今年から開始したマイナンバー制度に対応して、昨年末から関連した保険の契約が急増しています。

個人情報の漏えい被害を補償するタイプの保険で、従業員のマイナンバーを管理する企業のニーズが高まっているためだ。個人番号を記した通知カードの配達遅延
などで制度に対する企業側の不安も背景にあるとみられ、漏えい防止策や被害時
の相談サービスも注目されている。

 「通知カードの配布で、保険への関心が高まっている」。マイナンバーに対応する保険を扱う東京海上日動火災保険では、マイナンバーの漏えい被害に対応する「サイバーリスク保険」は昨年末に2カ月で契約件数が約2割増加。個人情報が漏えいした際の費用損害保険や賠償責任保険の今年度の契約は前年度比2割増の約7000件を見込んでいます。

同社は昨年10月から、実際の被害がなくても不正アクセスの有無などを調べる費用を補償の対象に加え、保険契約の有無にかかわらず希望する企業に専門業者を紹介したり、想定被害額を見積もったりする無料サービスも行っています。取引のある中小企業で、個人情報漏えいを補償する保険に加入する割合は数%にとど
まっており、無料サービスから保険加入につなげたい考えです。

マイナンバーに関連した保険商品は、三井住友海上火災保険や損保ジャパン日本興亜も昨年より1~2割程度契約が伸びているといます。

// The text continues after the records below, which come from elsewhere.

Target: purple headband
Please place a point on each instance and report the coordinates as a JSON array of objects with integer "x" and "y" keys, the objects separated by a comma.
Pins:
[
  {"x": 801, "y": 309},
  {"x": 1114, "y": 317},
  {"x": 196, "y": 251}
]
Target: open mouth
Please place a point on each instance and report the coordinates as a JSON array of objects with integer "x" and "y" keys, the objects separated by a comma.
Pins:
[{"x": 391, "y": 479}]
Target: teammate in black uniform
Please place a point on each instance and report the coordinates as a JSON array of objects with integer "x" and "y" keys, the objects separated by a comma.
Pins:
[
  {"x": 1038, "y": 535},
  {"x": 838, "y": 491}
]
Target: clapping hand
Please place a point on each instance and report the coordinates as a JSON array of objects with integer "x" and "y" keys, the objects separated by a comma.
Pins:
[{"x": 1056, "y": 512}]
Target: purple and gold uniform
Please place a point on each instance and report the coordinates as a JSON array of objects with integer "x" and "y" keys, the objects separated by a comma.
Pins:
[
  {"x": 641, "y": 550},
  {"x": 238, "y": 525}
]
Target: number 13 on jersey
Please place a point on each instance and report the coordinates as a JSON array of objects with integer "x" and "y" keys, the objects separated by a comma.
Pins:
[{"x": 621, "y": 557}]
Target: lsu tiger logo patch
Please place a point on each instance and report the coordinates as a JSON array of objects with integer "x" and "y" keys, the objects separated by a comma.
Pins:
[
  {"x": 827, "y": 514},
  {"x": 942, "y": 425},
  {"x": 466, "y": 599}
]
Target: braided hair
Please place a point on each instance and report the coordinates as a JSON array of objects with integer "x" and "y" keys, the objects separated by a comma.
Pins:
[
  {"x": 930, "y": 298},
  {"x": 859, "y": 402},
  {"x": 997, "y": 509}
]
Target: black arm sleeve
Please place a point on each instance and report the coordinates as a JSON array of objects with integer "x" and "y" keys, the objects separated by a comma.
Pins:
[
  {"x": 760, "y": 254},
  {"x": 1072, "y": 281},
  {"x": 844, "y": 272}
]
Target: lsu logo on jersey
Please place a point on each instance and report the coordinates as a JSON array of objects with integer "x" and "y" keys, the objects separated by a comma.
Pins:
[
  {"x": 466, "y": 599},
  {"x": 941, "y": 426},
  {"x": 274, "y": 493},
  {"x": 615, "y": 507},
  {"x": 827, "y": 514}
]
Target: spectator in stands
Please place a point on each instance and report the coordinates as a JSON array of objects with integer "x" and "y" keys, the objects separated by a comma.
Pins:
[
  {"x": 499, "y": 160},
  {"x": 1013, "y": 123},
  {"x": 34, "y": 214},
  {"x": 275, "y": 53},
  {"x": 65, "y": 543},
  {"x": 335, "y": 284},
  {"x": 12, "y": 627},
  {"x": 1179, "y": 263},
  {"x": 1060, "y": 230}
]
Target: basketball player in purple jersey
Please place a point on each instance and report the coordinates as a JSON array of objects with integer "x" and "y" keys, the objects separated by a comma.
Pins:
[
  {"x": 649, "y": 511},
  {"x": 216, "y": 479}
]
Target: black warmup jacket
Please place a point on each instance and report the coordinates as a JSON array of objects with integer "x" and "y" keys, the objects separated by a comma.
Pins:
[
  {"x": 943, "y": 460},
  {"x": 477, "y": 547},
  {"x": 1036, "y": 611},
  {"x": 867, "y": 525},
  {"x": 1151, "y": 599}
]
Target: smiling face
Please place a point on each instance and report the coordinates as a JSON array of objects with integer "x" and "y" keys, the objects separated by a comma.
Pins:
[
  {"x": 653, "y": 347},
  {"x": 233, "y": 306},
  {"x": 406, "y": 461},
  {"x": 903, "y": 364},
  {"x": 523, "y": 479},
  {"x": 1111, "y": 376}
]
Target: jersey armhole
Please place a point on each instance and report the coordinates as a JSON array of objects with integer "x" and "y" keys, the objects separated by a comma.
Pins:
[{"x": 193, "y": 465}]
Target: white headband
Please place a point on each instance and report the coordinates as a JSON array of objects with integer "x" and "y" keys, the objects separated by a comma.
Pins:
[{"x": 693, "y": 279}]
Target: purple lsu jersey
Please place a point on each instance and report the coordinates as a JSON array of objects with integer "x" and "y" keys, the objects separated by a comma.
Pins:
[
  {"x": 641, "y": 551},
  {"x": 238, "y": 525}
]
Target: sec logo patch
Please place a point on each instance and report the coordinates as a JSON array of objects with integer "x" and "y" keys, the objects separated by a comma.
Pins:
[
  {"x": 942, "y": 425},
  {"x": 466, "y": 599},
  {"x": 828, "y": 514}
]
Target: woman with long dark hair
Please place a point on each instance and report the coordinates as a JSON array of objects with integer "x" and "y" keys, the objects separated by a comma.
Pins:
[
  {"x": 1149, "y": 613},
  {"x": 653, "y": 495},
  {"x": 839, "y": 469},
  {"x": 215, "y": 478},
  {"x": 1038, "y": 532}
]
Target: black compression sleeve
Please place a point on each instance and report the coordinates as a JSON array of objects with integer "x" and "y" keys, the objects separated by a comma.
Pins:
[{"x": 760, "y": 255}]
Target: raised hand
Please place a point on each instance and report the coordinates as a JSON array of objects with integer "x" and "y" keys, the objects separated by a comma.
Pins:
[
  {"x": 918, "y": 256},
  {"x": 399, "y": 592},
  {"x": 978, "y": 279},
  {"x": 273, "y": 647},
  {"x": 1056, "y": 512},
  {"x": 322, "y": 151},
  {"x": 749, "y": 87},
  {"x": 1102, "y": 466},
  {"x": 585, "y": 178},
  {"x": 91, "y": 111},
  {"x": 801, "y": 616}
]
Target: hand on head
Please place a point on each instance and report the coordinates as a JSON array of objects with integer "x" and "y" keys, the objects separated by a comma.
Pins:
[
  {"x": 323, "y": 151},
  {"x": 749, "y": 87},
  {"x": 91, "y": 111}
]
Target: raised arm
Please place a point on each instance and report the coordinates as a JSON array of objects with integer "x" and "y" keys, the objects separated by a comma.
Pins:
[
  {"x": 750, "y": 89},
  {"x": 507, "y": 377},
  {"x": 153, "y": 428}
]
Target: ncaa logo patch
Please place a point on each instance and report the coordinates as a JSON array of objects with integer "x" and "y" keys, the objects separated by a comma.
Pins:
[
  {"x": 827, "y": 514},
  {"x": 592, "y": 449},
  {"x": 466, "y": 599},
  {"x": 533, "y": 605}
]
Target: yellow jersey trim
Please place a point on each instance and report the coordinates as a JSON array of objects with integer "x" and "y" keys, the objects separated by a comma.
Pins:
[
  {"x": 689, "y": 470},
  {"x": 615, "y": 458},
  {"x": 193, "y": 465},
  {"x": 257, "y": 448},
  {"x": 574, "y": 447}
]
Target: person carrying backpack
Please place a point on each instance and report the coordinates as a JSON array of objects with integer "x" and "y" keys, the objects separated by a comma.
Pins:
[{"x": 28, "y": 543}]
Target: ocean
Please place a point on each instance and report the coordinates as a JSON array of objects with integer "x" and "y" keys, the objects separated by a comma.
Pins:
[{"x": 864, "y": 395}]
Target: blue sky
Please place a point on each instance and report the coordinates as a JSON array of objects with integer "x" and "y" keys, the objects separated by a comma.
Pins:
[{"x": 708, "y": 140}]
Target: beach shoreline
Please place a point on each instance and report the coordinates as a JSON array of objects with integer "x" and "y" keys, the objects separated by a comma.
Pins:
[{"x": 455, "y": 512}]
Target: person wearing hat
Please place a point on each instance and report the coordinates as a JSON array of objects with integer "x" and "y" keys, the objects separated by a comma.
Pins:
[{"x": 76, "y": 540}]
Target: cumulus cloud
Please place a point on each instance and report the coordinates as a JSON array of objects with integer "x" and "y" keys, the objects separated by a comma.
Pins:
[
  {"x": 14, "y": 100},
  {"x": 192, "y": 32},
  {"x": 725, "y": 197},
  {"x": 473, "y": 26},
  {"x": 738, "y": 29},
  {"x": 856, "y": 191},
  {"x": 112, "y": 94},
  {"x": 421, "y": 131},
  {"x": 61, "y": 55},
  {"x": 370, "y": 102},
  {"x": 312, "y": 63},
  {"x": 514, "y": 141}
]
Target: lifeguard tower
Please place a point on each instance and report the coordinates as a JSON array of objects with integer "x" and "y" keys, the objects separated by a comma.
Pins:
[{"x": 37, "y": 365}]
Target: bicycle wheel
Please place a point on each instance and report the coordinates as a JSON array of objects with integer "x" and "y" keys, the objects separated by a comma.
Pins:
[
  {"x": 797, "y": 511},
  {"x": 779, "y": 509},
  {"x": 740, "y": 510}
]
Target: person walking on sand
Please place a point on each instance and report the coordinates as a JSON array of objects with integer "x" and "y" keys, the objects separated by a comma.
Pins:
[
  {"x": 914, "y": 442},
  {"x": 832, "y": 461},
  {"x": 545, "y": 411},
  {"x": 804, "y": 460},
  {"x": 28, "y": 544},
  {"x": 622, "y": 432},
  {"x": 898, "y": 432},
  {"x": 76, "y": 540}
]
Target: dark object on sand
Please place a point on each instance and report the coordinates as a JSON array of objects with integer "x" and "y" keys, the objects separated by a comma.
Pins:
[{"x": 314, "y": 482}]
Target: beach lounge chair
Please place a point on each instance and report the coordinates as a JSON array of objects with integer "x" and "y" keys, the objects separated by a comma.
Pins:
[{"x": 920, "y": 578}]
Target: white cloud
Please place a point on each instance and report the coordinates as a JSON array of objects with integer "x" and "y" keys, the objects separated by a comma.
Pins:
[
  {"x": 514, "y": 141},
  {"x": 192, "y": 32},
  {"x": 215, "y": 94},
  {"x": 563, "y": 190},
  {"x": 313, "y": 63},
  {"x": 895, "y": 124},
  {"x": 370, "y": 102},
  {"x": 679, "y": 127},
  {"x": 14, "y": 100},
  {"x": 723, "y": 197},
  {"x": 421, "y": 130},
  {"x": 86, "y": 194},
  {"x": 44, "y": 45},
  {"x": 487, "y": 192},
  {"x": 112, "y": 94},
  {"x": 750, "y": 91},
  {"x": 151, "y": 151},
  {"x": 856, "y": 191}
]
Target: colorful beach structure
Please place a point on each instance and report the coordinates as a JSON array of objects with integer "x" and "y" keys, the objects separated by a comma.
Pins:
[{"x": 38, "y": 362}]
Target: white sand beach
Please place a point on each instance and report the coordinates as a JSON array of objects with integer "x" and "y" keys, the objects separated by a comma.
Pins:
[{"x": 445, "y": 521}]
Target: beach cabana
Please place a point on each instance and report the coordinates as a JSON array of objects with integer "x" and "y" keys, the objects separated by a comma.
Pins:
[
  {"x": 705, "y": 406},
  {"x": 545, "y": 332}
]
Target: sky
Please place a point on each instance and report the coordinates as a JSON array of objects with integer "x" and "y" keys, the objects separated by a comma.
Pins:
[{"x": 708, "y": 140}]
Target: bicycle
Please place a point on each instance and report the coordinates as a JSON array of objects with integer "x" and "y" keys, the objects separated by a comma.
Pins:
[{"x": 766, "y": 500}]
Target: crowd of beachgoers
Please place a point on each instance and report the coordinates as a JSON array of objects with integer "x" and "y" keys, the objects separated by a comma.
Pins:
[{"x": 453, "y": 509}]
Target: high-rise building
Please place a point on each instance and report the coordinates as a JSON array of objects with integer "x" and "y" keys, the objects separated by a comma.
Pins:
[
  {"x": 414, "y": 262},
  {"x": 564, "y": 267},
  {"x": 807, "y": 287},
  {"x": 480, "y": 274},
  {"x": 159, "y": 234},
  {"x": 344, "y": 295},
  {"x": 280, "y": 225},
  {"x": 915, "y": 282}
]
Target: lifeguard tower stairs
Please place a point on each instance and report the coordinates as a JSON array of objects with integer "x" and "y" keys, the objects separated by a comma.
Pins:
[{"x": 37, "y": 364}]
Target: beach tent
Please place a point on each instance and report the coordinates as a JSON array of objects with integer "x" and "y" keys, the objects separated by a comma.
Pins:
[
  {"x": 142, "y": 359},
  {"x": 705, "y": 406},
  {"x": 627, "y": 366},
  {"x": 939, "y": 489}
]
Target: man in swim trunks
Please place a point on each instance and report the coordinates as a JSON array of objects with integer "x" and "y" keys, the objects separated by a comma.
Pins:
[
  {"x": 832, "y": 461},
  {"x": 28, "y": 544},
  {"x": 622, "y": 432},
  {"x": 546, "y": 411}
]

損保ジャパン日本興亜は9月から、マイナンバーの収集や保管、廃棄のルールや運用体制について助言できる社会保険労務士を中小企業に無料で紹介するサービスを始めました。紹介先はこれまでに100社を超えた。保険の加入企業は、これまではカード会社や病院、不動産など大量の個人情報を扱う会社が中心でしたが、より幅広い業種に保険を広めていく方針です。